パラリーガルは、パソコンを使って資料作成や案件管理などをする機会が多いため、基本的なPCスキルは必須です。そして、さまざまな案件の調査や資料作成などを同時進行で進めることもあるので、高度な事務処理能力も必要とされます。

また、法律事務所内で黙々と事務ばかりするのではなく、弁護士・クライアント・裁判所とコミュニケーションをする機会も多いです。そのため、コミュニケーションスキルも非常に重視されます。

PCスキル|レベル感やおすすめの資格は?

基本的なword、エクセルは必須ですが、wordに関しては『校閲機能』『インシデント』の知識はあって方が良いでしょう。それに加えて、マイクロソフトオフィススペシャリスト検定・通称「MOS検定」も有効です。

パラリーガルの業務には、金額計算や図表、書類の作成などがあるためパソコンスキルは必須となります。そのため、「MOS検定」を持っていれば、基本的な事務処理能力を持っているという証明になりますので、取得しておいて損はない資格です。

事務処理能力

法律事務所では、相談者・依頼者からの連絡をいったんパラリーガルが受け、弁護士との面談スケジュールを調整するといった事務処理の仕事がメインになりますので、調整力や事務処理能力は高いレベルで求められます。

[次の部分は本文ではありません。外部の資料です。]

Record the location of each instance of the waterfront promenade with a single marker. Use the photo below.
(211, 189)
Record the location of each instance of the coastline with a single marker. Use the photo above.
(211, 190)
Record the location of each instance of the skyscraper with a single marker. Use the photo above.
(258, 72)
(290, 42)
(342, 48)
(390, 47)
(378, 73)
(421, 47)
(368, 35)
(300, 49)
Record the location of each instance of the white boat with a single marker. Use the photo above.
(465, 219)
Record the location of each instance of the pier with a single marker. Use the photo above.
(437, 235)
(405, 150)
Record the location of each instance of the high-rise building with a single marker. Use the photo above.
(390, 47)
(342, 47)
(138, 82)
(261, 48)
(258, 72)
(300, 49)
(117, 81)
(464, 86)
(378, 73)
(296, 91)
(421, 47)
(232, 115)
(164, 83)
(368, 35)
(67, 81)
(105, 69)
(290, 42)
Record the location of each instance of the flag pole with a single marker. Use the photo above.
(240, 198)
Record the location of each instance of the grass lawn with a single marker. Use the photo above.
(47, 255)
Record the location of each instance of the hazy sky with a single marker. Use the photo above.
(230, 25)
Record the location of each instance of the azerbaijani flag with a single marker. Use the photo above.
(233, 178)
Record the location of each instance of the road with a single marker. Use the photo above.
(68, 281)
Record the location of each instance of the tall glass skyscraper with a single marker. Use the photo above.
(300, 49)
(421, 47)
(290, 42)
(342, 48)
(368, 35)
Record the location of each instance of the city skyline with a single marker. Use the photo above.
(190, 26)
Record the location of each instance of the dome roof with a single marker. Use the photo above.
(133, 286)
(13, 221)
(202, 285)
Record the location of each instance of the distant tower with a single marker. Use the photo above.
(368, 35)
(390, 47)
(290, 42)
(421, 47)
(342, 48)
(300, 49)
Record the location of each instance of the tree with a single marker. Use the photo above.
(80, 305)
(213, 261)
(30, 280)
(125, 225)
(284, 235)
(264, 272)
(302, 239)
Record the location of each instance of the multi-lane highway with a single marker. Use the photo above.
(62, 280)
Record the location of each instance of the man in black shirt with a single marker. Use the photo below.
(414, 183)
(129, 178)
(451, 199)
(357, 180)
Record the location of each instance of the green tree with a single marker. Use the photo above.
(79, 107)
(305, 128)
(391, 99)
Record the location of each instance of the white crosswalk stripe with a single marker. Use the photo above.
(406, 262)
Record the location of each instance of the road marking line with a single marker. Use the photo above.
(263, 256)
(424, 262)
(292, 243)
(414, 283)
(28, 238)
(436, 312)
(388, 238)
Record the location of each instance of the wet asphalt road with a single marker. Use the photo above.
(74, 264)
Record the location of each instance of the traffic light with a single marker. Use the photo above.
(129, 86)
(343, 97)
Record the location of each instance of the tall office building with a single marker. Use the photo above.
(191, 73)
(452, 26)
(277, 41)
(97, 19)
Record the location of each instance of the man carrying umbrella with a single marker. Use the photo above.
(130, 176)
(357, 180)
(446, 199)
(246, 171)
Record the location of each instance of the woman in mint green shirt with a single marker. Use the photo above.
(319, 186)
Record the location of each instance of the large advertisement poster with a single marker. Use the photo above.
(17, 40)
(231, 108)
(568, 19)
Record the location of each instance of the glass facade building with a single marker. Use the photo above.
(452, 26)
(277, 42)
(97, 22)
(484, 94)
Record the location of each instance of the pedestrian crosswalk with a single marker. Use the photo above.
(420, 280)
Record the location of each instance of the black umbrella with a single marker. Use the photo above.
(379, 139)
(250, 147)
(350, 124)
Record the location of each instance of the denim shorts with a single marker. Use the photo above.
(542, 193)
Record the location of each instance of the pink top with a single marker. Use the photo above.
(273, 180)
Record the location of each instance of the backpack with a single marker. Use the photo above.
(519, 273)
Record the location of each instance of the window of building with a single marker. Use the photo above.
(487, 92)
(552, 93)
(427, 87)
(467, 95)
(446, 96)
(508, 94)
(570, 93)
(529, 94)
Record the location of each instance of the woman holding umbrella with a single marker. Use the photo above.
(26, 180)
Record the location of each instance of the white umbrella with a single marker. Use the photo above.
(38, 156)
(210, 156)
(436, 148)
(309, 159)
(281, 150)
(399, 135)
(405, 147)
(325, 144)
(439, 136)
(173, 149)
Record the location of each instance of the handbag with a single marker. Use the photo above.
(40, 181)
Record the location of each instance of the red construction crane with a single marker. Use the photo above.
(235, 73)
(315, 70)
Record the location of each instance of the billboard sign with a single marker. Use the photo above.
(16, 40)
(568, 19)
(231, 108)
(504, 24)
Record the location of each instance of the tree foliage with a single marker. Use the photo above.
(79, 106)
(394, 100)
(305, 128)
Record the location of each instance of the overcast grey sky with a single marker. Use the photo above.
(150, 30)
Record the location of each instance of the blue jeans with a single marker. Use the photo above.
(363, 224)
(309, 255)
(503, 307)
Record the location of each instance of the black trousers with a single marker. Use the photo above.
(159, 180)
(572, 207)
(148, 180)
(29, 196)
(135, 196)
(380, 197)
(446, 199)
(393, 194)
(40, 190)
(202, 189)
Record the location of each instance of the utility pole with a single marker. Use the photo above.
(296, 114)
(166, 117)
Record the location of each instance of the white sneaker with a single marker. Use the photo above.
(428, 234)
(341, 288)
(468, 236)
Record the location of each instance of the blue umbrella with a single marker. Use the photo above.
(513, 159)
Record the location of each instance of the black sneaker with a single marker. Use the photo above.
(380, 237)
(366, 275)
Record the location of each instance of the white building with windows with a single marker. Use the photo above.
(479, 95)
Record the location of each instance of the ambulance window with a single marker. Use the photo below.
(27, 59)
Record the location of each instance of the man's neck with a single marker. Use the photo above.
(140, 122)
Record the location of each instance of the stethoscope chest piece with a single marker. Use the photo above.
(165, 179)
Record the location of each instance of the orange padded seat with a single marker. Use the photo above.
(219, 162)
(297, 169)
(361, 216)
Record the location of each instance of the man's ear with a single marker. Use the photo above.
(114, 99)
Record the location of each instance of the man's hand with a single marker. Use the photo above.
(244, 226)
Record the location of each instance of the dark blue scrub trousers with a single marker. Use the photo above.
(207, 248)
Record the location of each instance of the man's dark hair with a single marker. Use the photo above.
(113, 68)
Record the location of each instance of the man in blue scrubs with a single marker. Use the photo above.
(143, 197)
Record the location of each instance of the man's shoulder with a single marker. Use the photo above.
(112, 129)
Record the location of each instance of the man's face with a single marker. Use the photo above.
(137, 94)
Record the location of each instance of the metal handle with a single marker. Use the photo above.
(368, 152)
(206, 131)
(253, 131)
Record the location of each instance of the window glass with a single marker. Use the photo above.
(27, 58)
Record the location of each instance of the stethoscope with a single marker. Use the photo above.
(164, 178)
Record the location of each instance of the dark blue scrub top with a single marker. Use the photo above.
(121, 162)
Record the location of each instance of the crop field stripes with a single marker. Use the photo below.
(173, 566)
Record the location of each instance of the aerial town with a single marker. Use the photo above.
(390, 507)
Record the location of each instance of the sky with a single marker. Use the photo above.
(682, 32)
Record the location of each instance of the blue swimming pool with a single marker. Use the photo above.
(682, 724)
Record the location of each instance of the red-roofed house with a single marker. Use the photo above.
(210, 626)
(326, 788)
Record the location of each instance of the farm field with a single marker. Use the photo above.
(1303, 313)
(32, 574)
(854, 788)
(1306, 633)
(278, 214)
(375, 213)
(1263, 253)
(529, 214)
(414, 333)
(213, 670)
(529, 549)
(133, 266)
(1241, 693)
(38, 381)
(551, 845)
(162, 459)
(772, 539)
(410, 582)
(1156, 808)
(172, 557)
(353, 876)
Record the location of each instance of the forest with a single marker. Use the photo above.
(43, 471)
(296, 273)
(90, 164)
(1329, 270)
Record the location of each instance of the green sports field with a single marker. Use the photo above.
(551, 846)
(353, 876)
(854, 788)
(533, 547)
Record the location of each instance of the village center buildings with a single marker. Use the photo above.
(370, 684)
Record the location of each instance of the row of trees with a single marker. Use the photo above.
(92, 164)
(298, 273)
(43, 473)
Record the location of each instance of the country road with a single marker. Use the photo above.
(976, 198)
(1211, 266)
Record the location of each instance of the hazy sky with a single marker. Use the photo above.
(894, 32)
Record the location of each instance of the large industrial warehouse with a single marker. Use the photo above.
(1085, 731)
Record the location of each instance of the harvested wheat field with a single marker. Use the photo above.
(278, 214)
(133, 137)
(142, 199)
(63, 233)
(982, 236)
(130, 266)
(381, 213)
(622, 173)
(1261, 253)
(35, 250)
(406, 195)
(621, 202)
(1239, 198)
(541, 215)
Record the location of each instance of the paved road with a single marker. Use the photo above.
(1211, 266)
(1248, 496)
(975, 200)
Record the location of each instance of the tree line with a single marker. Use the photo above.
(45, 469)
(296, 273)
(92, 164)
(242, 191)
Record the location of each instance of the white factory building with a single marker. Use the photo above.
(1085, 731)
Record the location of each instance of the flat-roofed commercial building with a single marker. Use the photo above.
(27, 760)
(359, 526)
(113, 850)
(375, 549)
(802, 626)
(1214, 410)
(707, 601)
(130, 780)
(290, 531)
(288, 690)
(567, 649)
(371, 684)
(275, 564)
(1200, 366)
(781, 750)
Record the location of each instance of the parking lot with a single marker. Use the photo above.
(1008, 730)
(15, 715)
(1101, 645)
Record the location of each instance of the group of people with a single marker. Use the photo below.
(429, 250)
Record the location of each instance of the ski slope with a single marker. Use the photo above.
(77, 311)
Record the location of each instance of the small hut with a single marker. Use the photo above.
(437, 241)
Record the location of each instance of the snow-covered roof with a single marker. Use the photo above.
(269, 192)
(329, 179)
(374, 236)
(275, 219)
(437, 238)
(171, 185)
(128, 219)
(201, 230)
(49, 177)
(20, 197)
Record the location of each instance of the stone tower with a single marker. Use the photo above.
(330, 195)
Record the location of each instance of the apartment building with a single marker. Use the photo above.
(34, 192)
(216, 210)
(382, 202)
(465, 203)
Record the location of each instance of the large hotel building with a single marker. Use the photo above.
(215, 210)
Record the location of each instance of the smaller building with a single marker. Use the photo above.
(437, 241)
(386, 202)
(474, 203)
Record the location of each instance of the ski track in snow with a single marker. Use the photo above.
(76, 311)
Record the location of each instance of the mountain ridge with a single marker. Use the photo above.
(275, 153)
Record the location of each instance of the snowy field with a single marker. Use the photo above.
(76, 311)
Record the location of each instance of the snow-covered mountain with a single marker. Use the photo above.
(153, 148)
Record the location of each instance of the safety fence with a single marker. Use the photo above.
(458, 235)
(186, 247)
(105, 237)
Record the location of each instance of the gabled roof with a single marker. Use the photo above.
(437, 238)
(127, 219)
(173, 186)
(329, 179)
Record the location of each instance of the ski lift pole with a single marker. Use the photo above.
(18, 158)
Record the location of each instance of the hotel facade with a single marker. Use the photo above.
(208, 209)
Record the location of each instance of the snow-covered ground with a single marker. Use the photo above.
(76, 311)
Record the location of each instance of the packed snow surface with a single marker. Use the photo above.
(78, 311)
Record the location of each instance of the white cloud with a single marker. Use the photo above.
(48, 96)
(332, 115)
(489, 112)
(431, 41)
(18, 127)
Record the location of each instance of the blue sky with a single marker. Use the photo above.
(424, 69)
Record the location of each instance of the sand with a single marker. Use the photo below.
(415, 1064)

特に中小規模の法律事務所では、事務に加えて経理を兼任するケースもあるため、書類作りに慣れておくのが望ましいと言えます。望ましいのは事務系のバイトをしておくこと、ベストは学生のうちにアルバイトで法律事務所に入ってしまうことですね。

これから法律事務所の新卒採用を目指すのであれば、いまからアルバイト求人を探してみるのも手です。

秘書検定

秘書検定は、秘書業務の知識がスキルを客観的に証明できる資格です。3級、2級、準2級、1級の4つの階級があります。大学在学中に試験にチャレンジする人も多いです。

  • 受験期間:年3回
  • 受験費用:3級2,800円、2級4,100円、準1級5,300円、1級6,500円
  • 学習方法:秘書として必要な資質や知識、一般常識、マナー・接遇、技能

過去問を中心勉強すれば独学でも比較的容易に合格を狙えます。「秘書検定を持っていることが望ましい」という事務所も稀にあるため、余裕があれば取得をおすすめします。

パラリーガル実務の基礎

パラリーガルの主な仕事内容として

  • 相談者や依頼者からの聞き取りやスケジュール調整
  • 事務所の事務・経理作業
  • 法律・判例などの調査
  • 契約書や申請書などの書類の下書き
  • 裁判所や官庁に対する手続き

などがありますが、法学部出身の方でも法律事務所の実務を知っている方は稀です。つまり、非法学部出身者が法学部出身者に対してアドバンデージを得られるとすれば、「実務を知っているか否かです。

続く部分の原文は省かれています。